Context: Why Growth and Employment Are Moving Apart
Economic growth traditionally creates jobs by expanding production, investment, and demand. In India’s current growth phase, this link has weakened. Growth is increasingly driven by productivity gains, automation, capital-intensive infrastructure, and high-skill services rather than labour-absorbing sectors.
India has also experienced a rapid shift towards a services-led economy without fully passing through a manufacturing-intensive phase that historically absorbed large numbers of workers in other developing countries. As a result, output is rising faster than employment opportunities, especially for moderately skilled and young workers entering the labour market each year.
How Different Sectors Are Performing
Agriculture and Allied Activities
Agriculture has recorded steady growth, supported by livestock, fisheries, and horticulture. However, rising productivity and mechanisation limit its ability to absorb surplus labour on a large scale.

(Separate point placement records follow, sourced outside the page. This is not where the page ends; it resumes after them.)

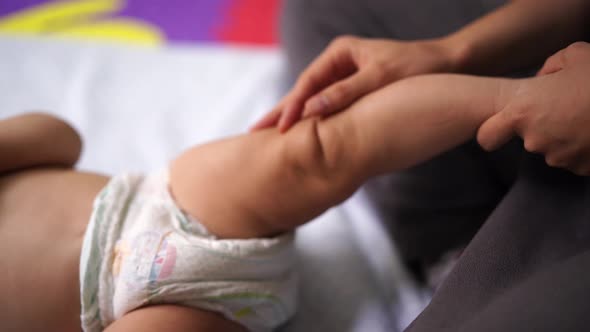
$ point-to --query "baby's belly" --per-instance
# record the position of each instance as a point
(43, 216)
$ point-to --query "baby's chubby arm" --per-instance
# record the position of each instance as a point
(265, 183)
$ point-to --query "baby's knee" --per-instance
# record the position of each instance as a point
(56, 140)
(317, 155)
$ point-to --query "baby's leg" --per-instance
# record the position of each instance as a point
(37, 139)
(43, 215)
(264, 183)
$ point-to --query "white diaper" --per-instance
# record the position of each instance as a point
(141, 249)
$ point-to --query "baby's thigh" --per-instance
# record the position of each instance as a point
(43, 214)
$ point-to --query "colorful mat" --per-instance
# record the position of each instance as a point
(145, 22)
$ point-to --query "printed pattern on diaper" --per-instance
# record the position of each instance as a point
(164, 262)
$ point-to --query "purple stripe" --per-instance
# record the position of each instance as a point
(10, 6)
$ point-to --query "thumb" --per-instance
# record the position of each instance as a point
(496, 131)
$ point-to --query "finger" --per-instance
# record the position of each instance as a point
(553, 64)
(289, 117)
(343, 93)
(334, 64)
(269, 120)
(496, 131)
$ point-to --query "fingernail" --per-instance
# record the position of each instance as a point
(317, 105)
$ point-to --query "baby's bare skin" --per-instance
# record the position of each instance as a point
(43, 216)
(254, 185)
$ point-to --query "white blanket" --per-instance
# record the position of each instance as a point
(137, 108)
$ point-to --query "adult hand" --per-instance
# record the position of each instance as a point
(352, 67)
(551, 112)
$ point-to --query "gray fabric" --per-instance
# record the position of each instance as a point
(528, 267)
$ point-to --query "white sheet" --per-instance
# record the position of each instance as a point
(136, 108)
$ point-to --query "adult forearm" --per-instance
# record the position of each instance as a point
(519, 35)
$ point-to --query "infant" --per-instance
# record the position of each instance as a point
(206, 243)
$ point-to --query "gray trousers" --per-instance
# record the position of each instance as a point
(525, 227)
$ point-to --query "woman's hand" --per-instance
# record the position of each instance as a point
(352, 67)
(551, 112)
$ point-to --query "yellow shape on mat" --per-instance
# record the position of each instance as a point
(122, 30)
(82, 19)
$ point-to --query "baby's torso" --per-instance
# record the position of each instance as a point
(141, 249)
(43, 217)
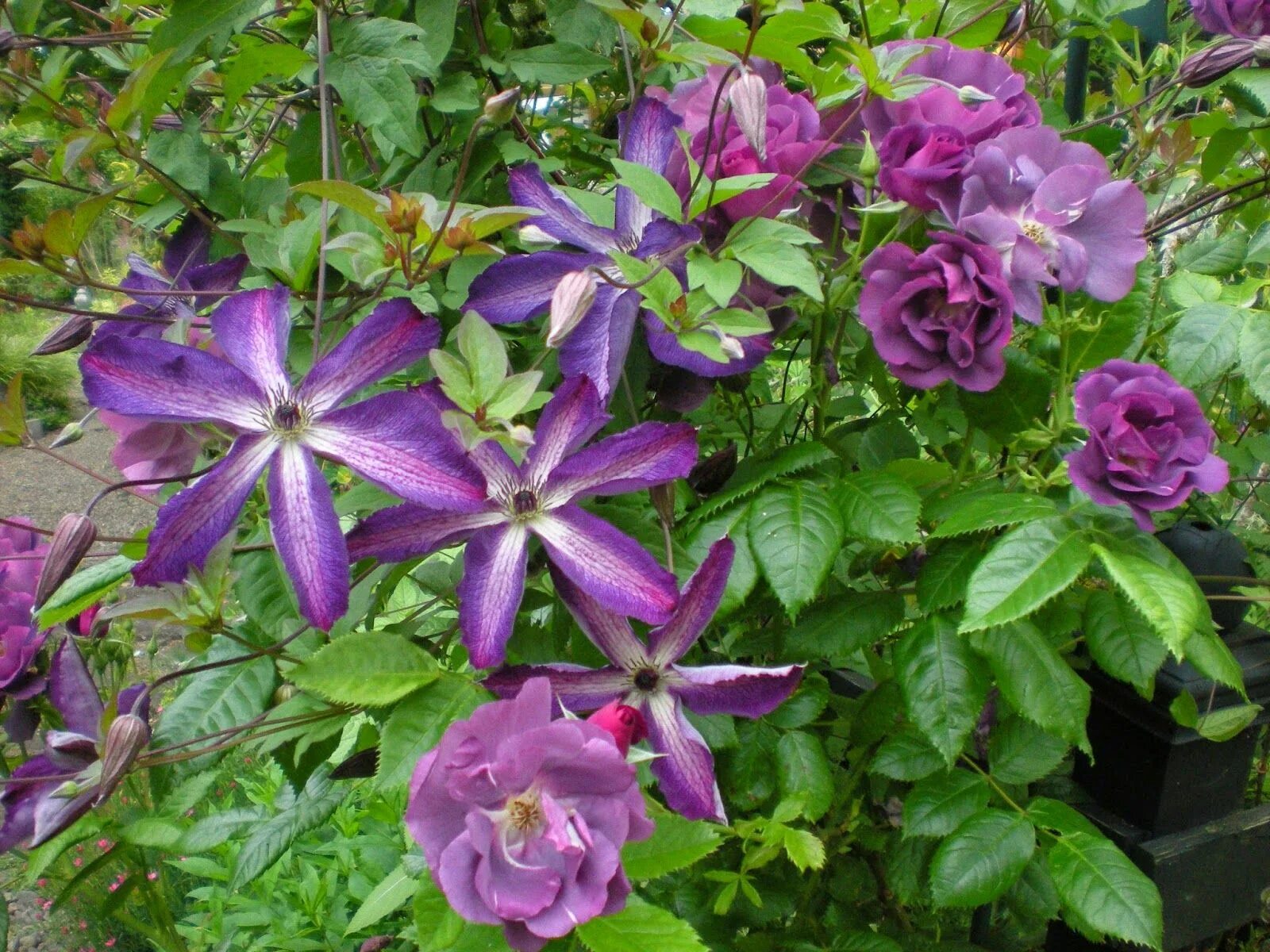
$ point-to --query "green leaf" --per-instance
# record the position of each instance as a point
(271, 839)
(1122, 643)
(992, 512)
(1103, 892)
(982, 858)
(676, 844)
(804, 772)
(1026, 569)
(368, 668)
(940, 804)
(943, 682)
(394, 892)
(83, 589)
(795, 536)
(1172, 606)
(1037, 681)
(878, 505)
(417, 724)
(639, 928)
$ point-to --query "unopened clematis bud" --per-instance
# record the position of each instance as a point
(73, 537)
(625, 723)
(126, 738)
(71, 333)
(749, 98)
(571, 301)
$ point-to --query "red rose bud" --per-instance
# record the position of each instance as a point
(69, 334)
(73, 537)
(622, 721)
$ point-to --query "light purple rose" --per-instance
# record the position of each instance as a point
(1149, 443)
(941, 314)
(522, 819)
(1054, 213)
(1240, 18)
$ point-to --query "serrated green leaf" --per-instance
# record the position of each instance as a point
(1026, 569)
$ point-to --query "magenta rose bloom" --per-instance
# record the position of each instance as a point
(522, 819)
(1054, 213)
(1240, 18)
(1149, 443)
(941, 314)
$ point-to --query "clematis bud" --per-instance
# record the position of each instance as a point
(71, 333)
(625, 723)
(571, 301)
(749, 98)
(73, 537)
(126, 738)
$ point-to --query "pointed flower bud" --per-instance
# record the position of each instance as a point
(73, 537)
(626, 724)
(749, 98)
(126, 738)
(71, 333)
(571, 301)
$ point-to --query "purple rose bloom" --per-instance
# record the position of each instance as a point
(522, 819)
(941, 314)
(1240, 18)
(1054, 213)
(1149, 443)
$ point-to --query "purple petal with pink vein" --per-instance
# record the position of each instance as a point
(492, 590)
(156, 380)
(393, 336)
(686, 774)
(606, 564)
(399, 443)
(410, 531)
(577, 689)
(308, 537)
(698, 605)
(253, 328)
(645, 456)
(198, 517)
(560, 217)
(518, 287)
(607, 631)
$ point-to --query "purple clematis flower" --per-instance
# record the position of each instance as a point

Manufacturing and Construction
Manufacturing has grown strongly, supported by policy incentives and investment, but increasing automation has reduced employment intensity. Construction remains one of the largest job generators due to public infrastructure spending, though many jobs are temporary and informal.
Services Sector
Services dominate India’s growth story, with strong expansion in finance, real estate, IT, and professional services. While these sectors add high-value output, they create fewer mass jobs and are concentrated in urban centres and higher skill brackets.
What the Employment Data Shows
- The overall unemployment rate has moderated, but job quality remains uneven.
- Labour force participation has improved, including higher participation by women.
- A large share of employment remains informal, lacking contracts and social security.
- Youth employment faces pressure due to a mismatch between education levels and available jobs.
At the same time, rapid expansion of the gig economy has absorbed many workers, but these roles often offer limited skill progression and long-term security.
Why Growth Has Not Created Enough Jobs
Capital-Intensive Growth
Firms increasingly rely on machines and automation to remain competitive, reducing labour demand per unit of output.
Informality and Job Quality
A majority of workers remain in informal employment, masking labour stress despite moderate unemployment rates.
Skill Mismatch
Educational attainment has risen faster than the creation of suitable formal jobs, leading to underemployment among graduates.
Regional Imbalances
Formal job creation is concentrated in a few states and urban clusters, while other regions depend on self-employment and casual work.
Small Firm Constraints
Complex compliance requirements discourage small enterprises from scaling up, limiting their capacity to generate stable jobs.
What Could Help Bridge the Gap
- Prioritising employment intensity alongside growth in policy design.
- Strengthening labour-intensive manufacturing and MSMEs.
- Expanding infrastructure-led employment across regions.
- Improving skilling, apprenticeships, and education–industry alignment.
- Promoting job creation in labour-absorbing services such as tourism, healthcare, logistics, and care services.
- Ensuring labour reforms balance flexibility with worker protection and social security.
Why This Matters
For citizens, limited job creation affects income security and upward mobility.
For governance, it raises concerns about inclusive development and social stability.
For policy, it highlights the need to align growth strategies with employment outcomes.
For the future, India’s demographic advantage depends on converting economic expansion into quality jobs.
What Readers Should Understand
India’s challenge is not a lack of growth, but a mismatch between how the economy grows and how jobs are created. Converting strong GDP performance into broad-based employment requires targeted policies that support labour-absorbing sectors, improve job quality, and equip workers with relevant skills. Aligning growth with employment will be key to sustaining long-term economic and social progress.